The other day I tweeted a famous line from Teddy Roosevelt: "Do what you can, with what you have, where you are." It is of course all about attitude and having a vision to see beyond boundaries. It was something that then LSU Athletic Director Skip Bertman constantly preached to us as coaches. He and his administration would work hard to give us all the tools we needed to succeed (and they did) but a lack of anything would not be acceptable as an excuse for not being successful. And Skip walked the walk. As baseball coach of the Tigers, Skip won five National Championships on arguably the worst baseball field in the Southeastern Conference.
You can moan and groan and whine about what you don't have or you can go to work with what you do have -- just like the track team that Paul Daugherty wrote about for SI.com. Here is an excerpt:
Winning a state high school track title when your team doesn't have a track isn't as strange as it may seem. Training on an access road is underrated, particularly once you know where all of the oil spots are. After you realize the sewer grate is in Lane 6 and the manhole cover is in Lane 5 -- or is it the other way around? -- the rest is a breeze.
Except when the occasional vehicle makes a wrong turn. Or when the city bus arrives, to pick up students. Or when the school bus does the same. How many running tracks make the afternoon traffic report?
"As you can see, it is not smooth,'' said coach Gerald Warmack, unintentionally metaphorical.

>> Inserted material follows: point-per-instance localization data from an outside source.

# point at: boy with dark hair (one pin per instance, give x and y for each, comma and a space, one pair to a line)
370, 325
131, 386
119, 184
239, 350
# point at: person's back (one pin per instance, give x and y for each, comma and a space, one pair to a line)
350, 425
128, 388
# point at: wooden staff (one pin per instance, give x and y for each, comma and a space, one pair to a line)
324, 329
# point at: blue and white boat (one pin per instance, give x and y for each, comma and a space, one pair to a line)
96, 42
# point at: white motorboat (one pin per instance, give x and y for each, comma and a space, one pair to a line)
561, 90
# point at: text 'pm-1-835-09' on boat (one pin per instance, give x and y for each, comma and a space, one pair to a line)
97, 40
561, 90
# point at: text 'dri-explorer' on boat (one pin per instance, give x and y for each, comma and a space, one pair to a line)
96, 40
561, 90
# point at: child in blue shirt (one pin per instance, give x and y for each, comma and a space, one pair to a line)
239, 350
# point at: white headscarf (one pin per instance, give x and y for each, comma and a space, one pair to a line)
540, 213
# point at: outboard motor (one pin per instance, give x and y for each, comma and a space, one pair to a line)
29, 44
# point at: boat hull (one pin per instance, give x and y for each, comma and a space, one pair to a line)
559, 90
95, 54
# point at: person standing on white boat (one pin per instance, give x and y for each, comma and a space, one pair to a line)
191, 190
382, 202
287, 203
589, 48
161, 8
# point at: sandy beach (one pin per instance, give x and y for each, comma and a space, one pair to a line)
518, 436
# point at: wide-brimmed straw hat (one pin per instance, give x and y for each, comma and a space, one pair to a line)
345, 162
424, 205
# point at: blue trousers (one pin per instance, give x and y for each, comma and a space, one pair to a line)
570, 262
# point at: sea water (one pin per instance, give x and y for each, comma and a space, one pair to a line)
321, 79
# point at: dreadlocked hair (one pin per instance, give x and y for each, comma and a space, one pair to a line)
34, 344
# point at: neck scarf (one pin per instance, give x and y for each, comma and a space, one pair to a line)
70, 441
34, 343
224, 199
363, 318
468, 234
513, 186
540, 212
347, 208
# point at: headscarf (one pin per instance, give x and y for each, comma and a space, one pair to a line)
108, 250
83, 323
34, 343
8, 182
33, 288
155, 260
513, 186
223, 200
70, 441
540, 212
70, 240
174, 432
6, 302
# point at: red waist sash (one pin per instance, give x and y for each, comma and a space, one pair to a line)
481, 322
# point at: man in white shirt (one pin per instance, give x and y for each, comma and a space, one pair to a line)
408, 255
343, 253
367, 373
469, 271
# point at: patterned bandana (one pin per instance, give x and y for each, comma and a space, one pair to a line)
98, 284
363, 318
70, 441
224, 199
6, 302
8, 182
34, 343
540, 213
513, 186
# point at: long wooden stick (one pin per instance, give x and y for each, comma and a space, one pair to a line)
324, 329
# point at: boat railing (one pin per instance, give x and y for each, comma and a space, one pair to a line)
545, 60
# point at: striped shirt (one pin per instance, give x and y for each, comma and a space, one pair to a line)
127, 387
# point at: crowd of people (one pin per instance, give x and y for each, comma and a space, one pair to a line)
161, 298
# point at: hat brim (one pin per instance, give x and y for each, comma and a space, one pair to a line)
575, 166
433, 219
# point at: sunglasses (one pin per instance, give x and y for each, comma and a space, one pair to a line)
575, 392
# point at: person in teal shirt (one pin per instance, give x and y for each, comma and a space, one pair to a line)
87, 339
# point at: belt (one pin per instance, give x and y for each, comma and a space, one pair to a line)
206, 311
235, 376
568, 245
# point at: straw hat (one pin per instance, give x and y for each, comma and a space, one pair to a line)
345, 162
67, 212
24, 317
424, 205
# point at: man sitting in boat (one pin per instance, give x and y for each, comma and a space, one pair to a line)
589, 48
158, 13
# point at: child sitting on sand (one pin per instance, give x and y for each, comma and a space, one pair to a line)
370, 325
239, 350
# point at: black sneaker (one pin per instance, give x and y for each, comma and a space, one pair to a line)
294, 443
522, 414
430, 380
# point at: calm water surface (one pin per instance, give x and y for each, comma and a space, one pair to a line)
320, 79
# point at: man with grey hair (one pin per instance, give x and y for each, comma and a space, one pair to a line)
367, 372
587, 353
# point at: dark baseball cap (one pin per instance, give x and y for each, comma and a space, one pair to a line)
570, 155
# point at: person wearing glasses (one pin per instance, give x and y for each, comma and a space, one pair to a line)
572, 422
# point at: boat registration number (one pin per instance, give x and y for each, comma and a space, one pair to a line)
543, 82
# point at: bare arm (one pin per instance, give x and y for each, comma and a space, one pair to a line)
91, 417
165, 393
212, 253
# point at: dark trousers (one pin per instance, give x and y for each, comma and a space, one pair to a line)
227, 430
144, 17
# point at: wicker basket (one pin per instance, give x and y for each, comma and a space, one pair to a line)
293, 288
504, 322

Maybe your high school football team shared its field with a herd of cows. Maybe your centerfielder dodged used cars on the warning track, or your basketball team played a 2-3 zone in between the first- and second-chair violins in the symphony. Slide your feet. Don't hit the tuba.

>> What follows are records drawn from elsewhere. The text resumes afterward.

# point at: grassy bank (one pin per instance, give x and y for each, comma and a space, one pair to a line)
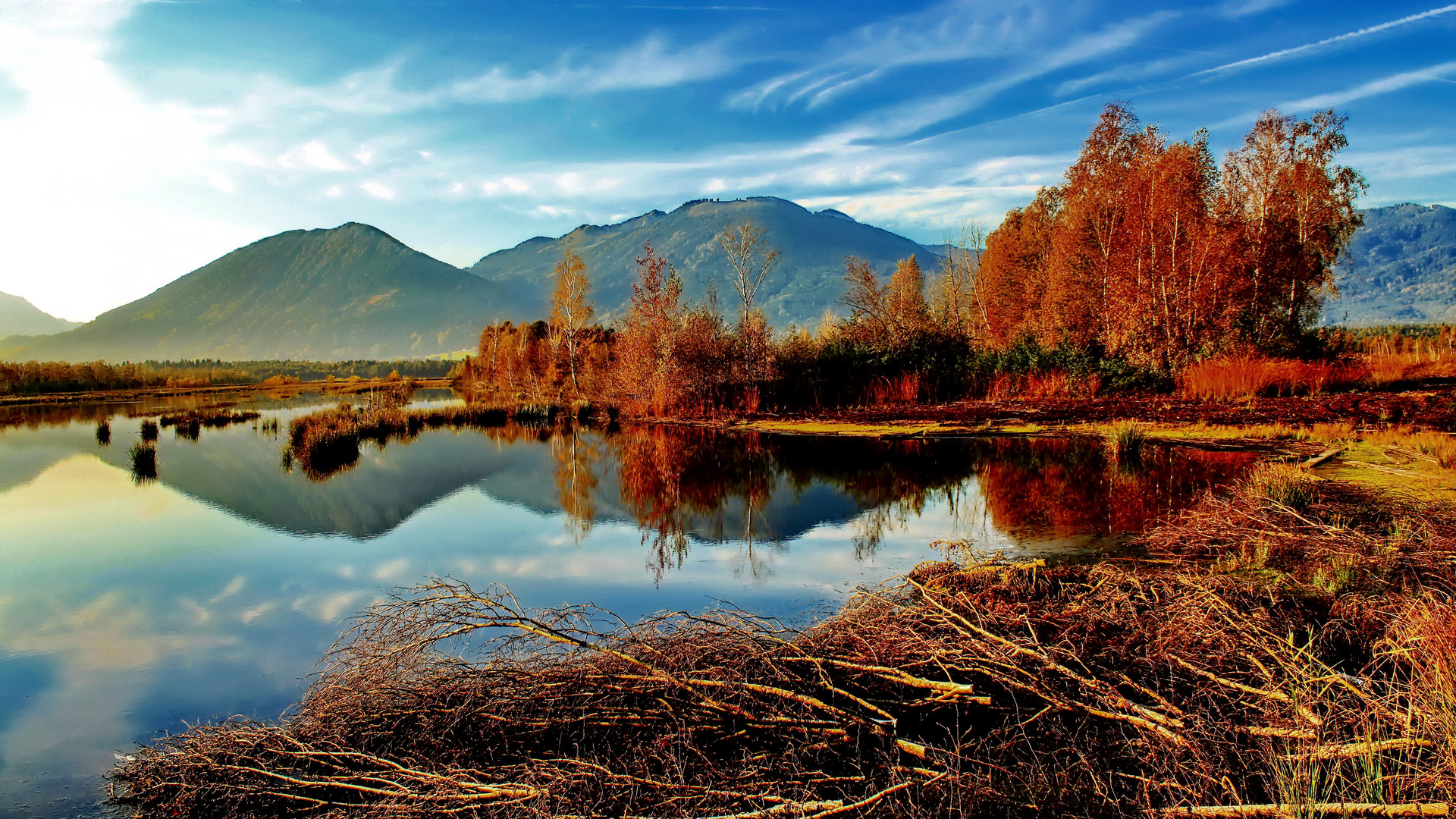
1282, 651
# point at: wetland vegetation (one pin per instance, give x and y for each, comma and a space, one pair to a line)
1250, 610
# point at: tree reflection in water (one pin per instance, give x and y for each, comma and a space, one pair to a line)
683, 482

Everyone has played a sport in less-than-ideal surroundings. A slightly bent rim, base paths rutted by rain. If you haven't taken a bad-hop, must-of-hit-a-rock grounder to the face, you haven't played hardball.
This is different.
This isn't just an inconvenience, though everyone involved at Shroder calls it that. This is running as fast as you can while wondering: That school bus that was there a minute ago ... did it leak any grease on my lane?
This is making a baton exchange through a dip in the asphalt. The runner with the baton is sprinting downhill; the runner receiving it is trying to do the opposite. There is some science to passing a baton efficiently. The rest is purely physical. Unless, you know, there's a car in your lane.
It might be easy to forget the pain of running on asphalt, when you're gliding on rubber. The motivation was never forgotten, however. "We do wonder what we could do if we had a real track,'' said Bishop.
No better than what they did. No better than first place. The Jaguars went from fourth to tied for first in the third leg, then brought the title home in the anchor leg. Their winning time was 1.1 seconds faster than the second-place team. That was pounding some serious pavement. "Ran their hearts out,'' Warmack said.
There are no plans for Shroder to build a track, not unless Fifth Third Bank or Coca-Cola cede some of their extensive parking-lot acreage. The best Warmack and his athletes can do is what they've been doing. Negotiate the peaks and valleys and watch out for the oil slicks.